Par déclaration du 18 avril 2025, Mme [L] [E] et M. [I] [D] ont également relevé appel de ce jugement (affaire enrôlée sous le n°RG 25/00272). Cet appel est limité aux chefs de jugement suivants :

- dit la demande de la SA Banque Populaire Auvergne Rhône Alpes au titre du découvert du compte n°[XXXXXXXXXX01] recevable ;

- condamne Mme [L] [E] épouse [D] à payer à la SA Banque Populaire Auvergne Rhône Alpes les sommes suivantes :

7 424,35 € au titre du découvert n°[XXXXXXXXXX01], avec intérêts au taux légal à compter du 25 janvier 2024 ;

1 200 € au titre des dispositions de l'article 700 du code de procédure civile ;

- déboute Mme [L] [E] épouse [D] et M. [I] [D] de leurs demandes.

Par ordonnance de mise en état du 12 novembre 2025, la Présidente de la chambre civile de la cour d'appel de Limoges a :

- rejeté la demande de la SA Banque Populaire Auvergne Rhône Alpes aux fins de radiation de l'instance d'appel initiée par les époux [D], et enrôlée sous le n°RG 25/00272 ;

- ordonné la jonction de l'instance d'appel enrôlée sous le n°RG 00272 avec l'instance d'appel enrôlée sous le n°RG 25/00230 ;

- dit n'y avoir lieu à application des dispositions de l'article 700 du code de procédure civile en faveur de l'une quelconque des parties ;

- dit que les dépens du présent instant suivront le sort de l'instance au fond qui se poursuivra sous le n°RG 25/00230.

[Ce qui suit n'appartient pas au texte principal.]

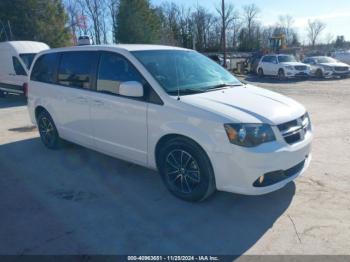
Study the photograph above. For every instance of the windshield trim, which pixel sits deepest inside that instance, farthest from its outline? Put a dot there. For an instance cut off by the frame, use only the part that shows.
(205, 87)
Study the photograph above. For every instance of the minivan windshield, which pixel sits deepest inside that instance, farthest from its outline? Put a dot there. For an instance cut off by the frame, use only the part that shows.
(185, 71)
(286, 58)
(325, 60)
(27, 59)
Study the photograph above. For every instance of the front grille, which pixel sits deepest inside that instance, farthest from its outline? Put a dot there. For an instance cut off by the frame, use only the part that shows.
(279, 175)
(341, 68)
(295, 130)
(301, 68)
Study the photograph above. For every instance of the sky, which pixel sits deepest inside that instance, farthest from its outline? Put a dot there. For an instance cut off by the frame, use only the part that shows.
(334, 13)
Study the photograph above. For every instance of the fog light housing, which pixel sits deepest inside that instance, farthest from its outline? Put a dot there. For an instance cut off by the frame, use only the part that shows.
(261, 179)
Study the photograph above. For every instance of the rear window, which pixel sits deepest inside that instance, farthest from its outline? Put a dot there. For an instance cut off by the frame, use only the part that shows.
(45, 68)
(76, 69)
(18, 67)
(27, 59)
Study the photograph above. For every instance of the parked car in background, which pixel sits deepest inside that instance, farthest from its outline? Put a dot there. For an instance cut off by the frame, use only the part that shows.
(220, 60)
(16, 58)
(84, 40)
(342, 56)
(324, 66)
(282, 66)
(172, 110)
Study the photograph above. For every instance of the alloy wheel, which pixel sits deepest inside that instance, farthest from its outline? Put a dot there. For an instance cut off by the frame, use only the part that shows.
(182, 171)
(47, 130)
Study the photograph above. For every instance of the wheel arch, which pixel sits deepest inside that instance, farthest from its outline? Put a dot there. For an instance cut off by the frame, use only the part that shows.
(38, 110)
(165, 138)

La clôture de l'instruction de la procédure devant la cour a été prononcée par ordonnance du 1er avril 2026.

Prétentions des parties :

Aux termes de ses conclusions déposées le 13 mars 2026, la SA Banque Populaire Auvergne Rhône Alpes demande à la cour de réformer le jugement entrepris en ce qu'il a :

'Dit la demande de la BANQUE POPULAIRE AUVERGNE RHONE ALPES au titre du prêt n°01656614 irrecevable,

Déboute la BANQUE POPULAIRE AUVERGNE RHONE ALPES du surplus de ses demandes'

et statuant à nouveau sur ces points,

- condamner solidairement Madame [L] [D] et Monsieur [I] [D] à verser à la BANQUE POPULAIRE AUVERGNE RHONE ALPES venant aux droits de la BANQUE POPULAIRE DU MASSIF CENTRAL la somme, sauf à parfaire, de 14 432,04 € au titre du solde du prêt n°01656614, cette somme devant être assortie des intérêts au taux contractuel à compter du 23 janvier 2024, date d'arrêté des comptes et ce jusqu'à parfait règlement ;

- condamner solidairement Madame [L] [D] et Monsieur [I] [D] à verser à la BANQUE POPULAIRE AUVERGNE RHONE ALPES la somme de 2 000 € à titre de dommages et intérêts en réparation du préjudice par elle subi ;

Sur l'appel incident des consorts [D],

- débouter les consorts [D] de leur appel incident tant relativement au prêt n°01656614 que relativement s'agissant de Madame [L] [D] au solde débiteur en compte courant n°[XXXXXXXXXX01] ;

- les débouter de leurs mauvaises allégations, demandes, fins et prétentions y compris au titre des dommages et intérêts par eux sollicités ;

- confirmer par suite le jugement rendu le 18 mars 2025 ;

- en tout état de cause, condamner solidairement Madame [L] [D] et Monsieur [I] [D] à verser à la BANQUE POPULAIRE AUVERGNE RHONE ALPES la somme de 3 000 € en application des dispositions de l'article 700 du code de procédure civile en cause d'appel ainsi qu'aux entiers dépens d'appel.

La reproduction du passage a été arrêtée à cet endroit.